Receive this my son,
From your loving Papa and friend. (74 years old)
My, love, I wish to be remembered to Martha and the children....
Kindness and love,
When fancy leads the way
Now afar we are to stray.
Caroline says, “In 1834 my Father moved again. This time it was across the Hudson River at a place called Caldwell’s Landing. It was just opposite Peckskill, a town on the other side of the Hudson River. We could see West Point from our house. The house was an old Revolutionary War era building with three verandas running around the house, one above the other. Many old historic places were in the near vicinity, and a tavern (hotel) was next door. Our house was a large roomy edifice standing on the banks of the River very near the shore, a lovely place indeed.” She further describes it in verse:
MY OLD HOME ON THE HUDSON RIVER
Oh that home on the hillside, I look back with pleasure
To dear ones once gathered within its wide halls.
My father, my mother, my sisters and brothers,
What a picture of comfort the memory recalls.
And that bright rolling river, the beautiful Hudson
Where often at evening while gliding along,
On it’s blue sparkling waters, in childish enjoyment
We made the air echo with music and song.
How oft’ with my playmates in childish abandon
I’ve roamed through the valleys new pleasures to find.
The murmuring streamlets, the birds singing gaily
Would chase all the gloom and the care from my mind.
Oh those cool shady grapevines, and swings we made in them
Now come to mind with those memories dear.
How we played there at evening, our tasks then all ended
With naught but sweet pleasure.....with never a care.

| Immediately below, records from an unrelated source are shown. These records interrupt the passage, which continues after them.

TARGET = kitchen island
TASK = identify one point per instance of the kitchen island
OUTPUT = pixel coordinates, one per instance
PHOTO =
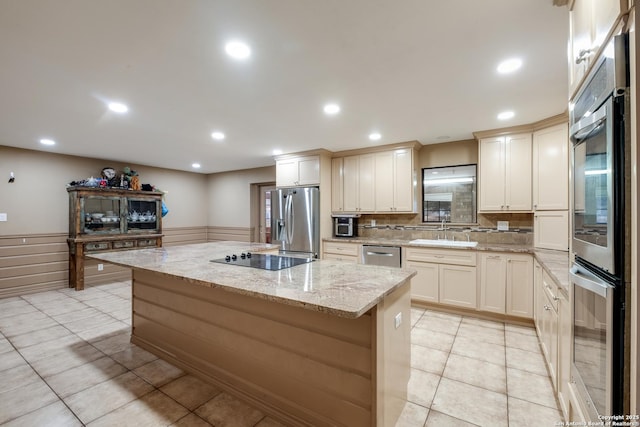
(322, 343)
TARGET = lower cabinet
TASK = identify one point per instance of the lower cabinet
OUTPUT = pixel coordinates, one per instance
(342, 251)
(506, 284)
(564, 354)
(445, 276)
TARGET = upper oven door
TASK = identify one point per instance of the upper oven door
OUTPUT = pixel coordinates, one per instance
(593, 193)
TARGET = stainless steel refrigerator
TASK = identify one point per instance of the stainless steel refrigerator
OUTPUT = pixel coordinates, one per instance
(295, 220)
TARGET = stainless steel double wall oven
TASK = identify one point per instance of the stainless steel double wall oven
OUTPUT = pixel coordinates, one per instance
(600, 137)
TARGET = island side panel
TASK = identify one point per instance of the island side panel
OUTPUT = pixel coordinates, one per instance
(307, 367)
(393, 354)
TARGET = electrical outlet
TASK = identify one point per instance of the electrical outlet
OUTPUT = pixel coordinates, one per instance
(398, 320)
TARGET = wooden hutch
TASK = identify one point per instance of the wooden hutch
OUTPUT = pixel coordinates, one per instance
(110, 219)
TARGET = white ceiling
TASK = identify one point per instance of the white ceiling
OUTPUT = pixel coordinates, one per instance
(409, 69)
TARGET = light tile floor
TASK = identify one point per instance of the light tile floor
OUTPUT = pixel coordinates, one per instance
(66, 360)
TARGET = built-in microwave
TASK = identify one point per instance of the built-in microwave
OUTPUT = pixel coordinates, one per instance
(345, 226)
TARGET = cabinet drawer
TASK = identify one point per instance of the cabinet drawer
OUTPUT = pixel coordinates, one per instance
(146, 242)
(122, 245)
(351, 249)
(100, 246)
(441, 256)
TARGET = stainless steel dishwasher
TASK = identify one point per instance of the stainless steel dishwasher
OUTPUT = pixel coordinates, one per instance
(388, 256)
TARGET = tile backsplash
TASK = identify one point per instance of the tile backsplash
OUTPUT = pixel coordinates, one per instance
(409, 227)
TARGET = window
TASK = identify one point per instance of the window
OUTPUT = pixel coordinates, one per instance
(449, 194)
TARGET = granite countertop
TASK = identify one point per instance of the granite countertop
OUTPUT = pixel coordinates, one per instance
(335, 287)
(556, 263)
(497, 247)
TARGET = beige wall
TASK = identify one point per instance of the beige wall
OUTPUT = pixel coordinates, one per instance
(230, 196)
(448, 154)
(37, 201)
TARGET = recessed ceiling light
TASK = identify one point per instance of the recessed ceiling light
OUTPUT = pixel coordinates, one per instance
(219, 136)
(509, 66)
(505, 115)
(331, 109)
(118, 107)
(237, 50)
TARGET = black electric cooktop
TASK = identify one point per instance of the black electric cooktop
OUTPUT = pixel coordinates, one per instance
(262, 261)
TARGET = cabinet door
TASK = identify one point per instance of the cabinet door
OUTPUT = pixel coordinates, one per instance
(366, 183)
(492, 283)
(520, 286)
(538, 297)
(551, 168)
(551, 230)
(384, 185)
(518, 172)
(337, 185)
(403, 185)
(580, 23)
(550, 340)
(424, 285)
(564, 354)
(458, 286)
(350, 188)
(491, 176)
(309, 170)
(286, 172)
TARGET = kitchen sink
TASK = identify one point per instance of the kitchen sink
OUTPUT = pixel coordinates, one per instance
(439, 242)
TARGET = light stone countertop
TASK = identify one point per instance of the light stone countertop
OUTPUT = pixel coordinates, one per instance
(556, 263)
(335, 287)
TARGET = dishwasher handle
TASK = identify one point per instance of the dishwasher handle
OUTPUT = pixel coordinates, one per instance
(381, 255)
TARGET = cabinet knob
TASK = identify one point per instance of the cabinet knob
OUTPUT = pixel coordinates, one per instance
(583, 55)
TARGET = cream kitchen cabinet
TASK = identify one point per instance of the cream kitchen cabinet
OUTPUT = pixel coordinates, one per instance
(547, 320)
(551, 230)
(565, 339)
(342, 251)
(378, 182)
(394, 181)
(358, 183)
(445, 276)
(505, 173)
(551, 168)
(298, 171)
(337, 185)
(590, 22)
(506, 284)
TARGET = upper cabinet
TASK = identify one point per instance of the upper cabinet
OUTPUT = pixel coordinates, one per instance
(375, 182)
(394, 181)
(591, 21)
(358, 190)
(298, 171)
(551, 168)
(505, 174)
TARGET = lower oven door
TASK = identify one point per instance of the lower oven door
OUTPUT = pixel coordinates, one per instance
(592, 341)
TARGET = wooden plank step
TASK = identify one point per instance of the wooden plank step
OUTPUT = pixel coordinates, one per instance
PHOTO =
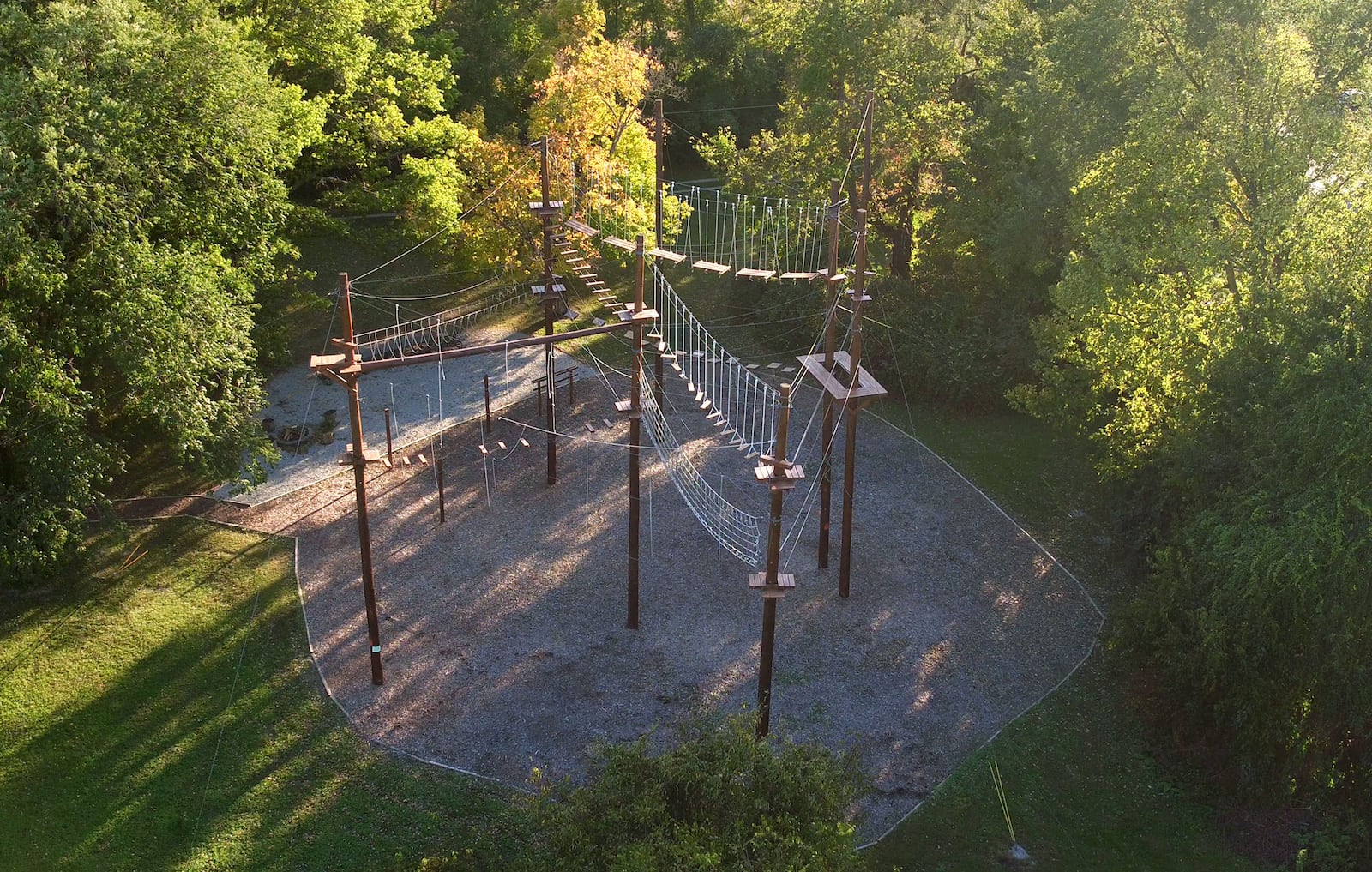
(581, 226)
(667, 256)
(711, 267)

Oh that bright rolling river, that home on the hillside
With vine covered porches, now come to my view,
And the green grassy meadow, where often at twilight
I gathered the daisies, all wet with the dew.
The old cherished home with the threes on the hilltop
And the brickyard, how plainly it all comes to view,
And the wide spreading chestnuts, the children we played with,
It seems that but yesterday I was there too.
That dear cherished homestead! How often at evening
We talked o’er our pleasures and each had a share.
In the parlor we gathered, with ne’er a chair vacant
And bowed ‘round the alter in family prayer.
And our father invoking the blessings of heaven
To rest on his household, his girls and his boys,
For the blessings of health, for our food and our raiment
And thanked Him for all of our manifold joys.
Oh, I ne’er can forget it, the garden, the orchard
With the wide spreading apple trees, shady and sweet.